Aus Johannesburg Hans Brandt

Nach einer hitzigen Debatte hat der (weiße) Stadtrat von Johannesburg, Südafrikas größter Metropole, am Dienstag abend die Öffnung der gesamten Stadt für alle Ethnien gefordert. Nach verstündigen Diskussionen stimmten die Abgeordneten der liberalen Demokratischen Partei (DP) und die Mehrheit der Stadträte der Nationalen Partei (NP) für die Resolution. Darin wird die Regierung de Klerk aufgefordert, Johannesburg zu einem sogenannten „freien Siedlungsgebiet“, in dem Menschen aller Hautfarben wohnen und Eigentum besitzen dürfen, zu erklären. Der Widerstand der ultrarechten Konservativen Partei (CP) konnte diese Entscheidung nicht verhindern.

Der Vorsitzende des Exekutivkomitees des Johannesburger Stadtrates, DP-Führer Ian Davidson, sprach von einer historischen Entscheidung, die allen anderen Städten in Südafrika und der Regierung ein deutliches Signal sein würde. Die Entscheidung hat allerdings eher symbolischen Wert, da das letzte Wort die Zentralregierung in Pretoria hat. Der stellvertretende Planungsminister, Johan Fourie, hatte am Montag gewarnt, die Entscheidung Johannesburgs sei verfrüht.

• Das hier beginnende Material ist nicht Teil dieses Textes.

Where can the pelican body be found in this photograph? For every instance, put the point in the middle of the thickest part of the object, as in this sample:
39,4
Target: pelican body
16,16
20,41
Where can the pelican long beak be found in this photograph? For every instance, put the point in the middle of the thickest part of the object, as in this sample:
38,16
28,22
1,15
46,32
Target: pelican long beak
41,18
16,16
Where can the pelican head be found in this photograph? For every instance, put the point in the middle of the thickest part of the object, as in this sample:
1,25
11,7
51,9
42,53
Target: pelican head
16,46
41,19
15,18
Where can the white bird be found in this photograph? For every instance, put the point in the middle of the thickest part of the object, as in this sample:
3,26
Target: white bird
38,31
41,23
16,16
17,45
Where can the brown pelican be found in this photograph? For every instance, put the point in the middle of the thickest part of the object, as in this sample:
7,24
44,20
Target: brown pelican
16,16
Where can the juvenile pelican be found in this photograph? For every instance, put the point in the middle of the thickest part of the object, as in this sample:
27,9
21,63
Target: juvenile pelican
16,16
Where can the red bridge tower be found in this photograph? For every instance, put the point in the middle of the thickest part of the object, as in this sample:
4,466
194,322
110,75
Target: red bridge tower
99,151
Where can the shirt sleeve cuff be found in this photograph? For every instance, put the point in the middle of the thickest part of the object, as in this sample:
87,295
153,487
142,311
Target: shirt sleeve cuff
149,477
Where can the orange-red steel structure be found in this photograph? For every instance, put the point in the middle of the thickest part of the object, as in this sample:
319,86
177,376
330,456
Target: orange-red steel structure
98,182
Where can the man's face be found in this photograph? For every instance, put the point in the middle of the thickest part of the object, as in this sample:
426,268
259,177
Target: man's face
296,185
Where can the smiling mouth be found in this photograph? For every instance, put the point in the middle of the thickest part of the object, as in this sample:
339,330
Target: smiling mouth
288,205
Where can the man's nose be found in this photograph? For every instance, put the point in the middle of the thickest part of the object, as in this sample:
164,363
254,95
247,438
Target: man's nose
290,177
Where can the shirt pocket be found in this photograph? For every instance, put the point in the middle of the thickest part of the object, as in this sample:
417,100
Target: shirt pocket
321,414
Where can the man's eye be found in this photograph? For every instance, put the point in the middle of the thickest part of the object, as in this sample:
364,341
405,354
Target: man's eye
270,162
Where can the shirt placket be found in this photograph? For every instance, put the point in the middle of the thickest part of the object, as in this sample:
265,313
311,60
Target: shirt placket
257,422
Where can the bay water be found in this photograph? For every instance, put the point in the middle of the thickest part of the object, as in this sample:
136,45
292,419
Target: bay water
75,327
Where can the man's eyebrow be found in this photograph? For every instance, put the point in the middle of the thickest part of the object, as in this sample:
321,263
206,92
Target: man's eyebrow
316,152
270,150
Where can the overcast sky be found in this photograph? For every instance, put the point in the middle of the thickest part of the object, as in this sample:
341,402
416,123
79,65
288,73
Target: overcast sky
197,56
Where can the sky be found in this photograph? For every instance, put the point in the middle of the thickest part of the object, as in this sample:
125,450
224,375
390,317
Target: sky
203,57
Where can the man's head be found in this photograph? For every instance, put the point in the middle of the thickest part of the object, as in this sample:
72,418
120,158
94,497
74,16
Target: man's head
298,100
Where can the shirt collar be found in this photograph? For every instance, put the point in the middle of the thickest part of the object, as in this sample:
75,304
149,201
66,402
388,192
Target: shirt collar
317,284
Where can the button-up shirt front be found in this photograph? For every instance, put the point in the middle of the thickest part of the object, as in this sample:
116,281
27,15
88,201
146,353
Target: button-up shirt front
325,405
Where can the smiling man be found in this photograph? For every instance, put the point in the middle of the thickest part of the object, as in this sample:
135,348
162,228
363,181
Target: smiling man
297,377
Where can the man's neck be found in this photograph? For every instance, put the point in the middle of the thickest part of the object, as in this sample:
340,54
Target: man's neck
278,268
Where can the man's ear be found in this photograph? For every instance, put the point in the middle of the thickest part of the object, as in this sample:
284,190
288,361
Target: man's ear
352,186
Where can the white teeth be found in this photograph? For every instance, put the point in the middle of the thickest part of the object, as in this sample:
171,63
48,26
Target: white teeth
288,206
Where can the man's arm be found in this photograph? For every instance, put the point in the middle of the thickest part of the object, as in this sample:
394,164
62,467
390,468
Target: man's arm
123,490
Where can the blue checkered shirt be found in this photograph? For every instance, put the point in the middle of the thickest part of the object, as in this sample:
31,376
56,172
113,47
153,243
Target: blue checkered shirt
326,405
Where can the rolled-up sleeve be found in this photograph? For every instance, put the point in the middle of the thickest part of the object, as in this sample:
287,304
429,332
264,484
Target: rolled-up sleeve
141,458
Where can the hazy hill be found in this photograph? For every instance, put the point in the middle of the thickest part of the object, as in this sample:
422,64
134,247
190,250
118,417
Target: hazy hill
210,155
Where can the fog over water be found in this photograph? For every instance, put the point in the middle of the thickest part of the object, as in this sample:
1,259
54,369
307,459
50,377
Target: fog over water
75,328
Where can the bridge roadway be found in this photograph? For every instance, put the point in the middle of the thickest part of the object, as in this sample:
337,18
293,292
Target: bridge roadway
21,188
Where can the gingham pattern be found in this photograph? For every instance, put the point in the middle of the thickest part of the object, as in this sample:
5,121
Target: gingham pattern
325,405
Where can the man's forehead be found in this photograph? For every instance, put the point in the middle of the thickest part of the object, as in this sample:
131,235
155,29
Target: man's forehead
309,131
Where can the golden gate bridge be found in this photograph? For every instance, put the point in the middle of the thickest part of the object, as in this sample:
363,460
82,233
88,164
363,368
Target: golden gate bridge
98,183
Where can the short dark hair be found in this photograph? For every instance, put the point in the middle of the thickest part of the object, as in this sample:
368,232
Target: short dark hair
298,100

Die Regierung will erst in der nächsten Legislaturperiode Rassentrennung in Wohngebieten durch „nicht diskriminierende“ Gesetzgebung ersetzen. Der nun dreißig Jahre angewandte „Group Areas Act“, eine der tragenden Säulen der Apartheid, hatte die Wohngebiete für Weiße, Schwarze, Mischlinge und Inder aufgeteilt. Auch in Zukunft soll der „Schutz von Gemeinschaften“ laut Pretoria gewährleistet werden. Die DP ist der Ansicht, hinter dieser Formulierung verberge sich nur „versteckte Rassentrennung“. „Freie Siedlungsgebiete“ sind bisher entweder neuzuentwickelnde Gegenden, oder „weiße“ Gebiete in Großstädten, in denen sich trotz der Rassentrennung Tausende von Schwarzen angesiedelt haben („graue“ Gebiete) wie etwa in Hillbrow in Johannesburg oder in einigen Stadtteilen Kapstadts. Kapstadt hatte schon vor zwei Jahren in Pretoria die „Erlösung“ vom „Group Areas Act“ beantragt. Darüber ist bis heute nicht entschieden worden. Insgesamt hat die entsprechende Behörde in Pretoria 33 Gebiete in Südafrika für alle Ethnien geöffnet.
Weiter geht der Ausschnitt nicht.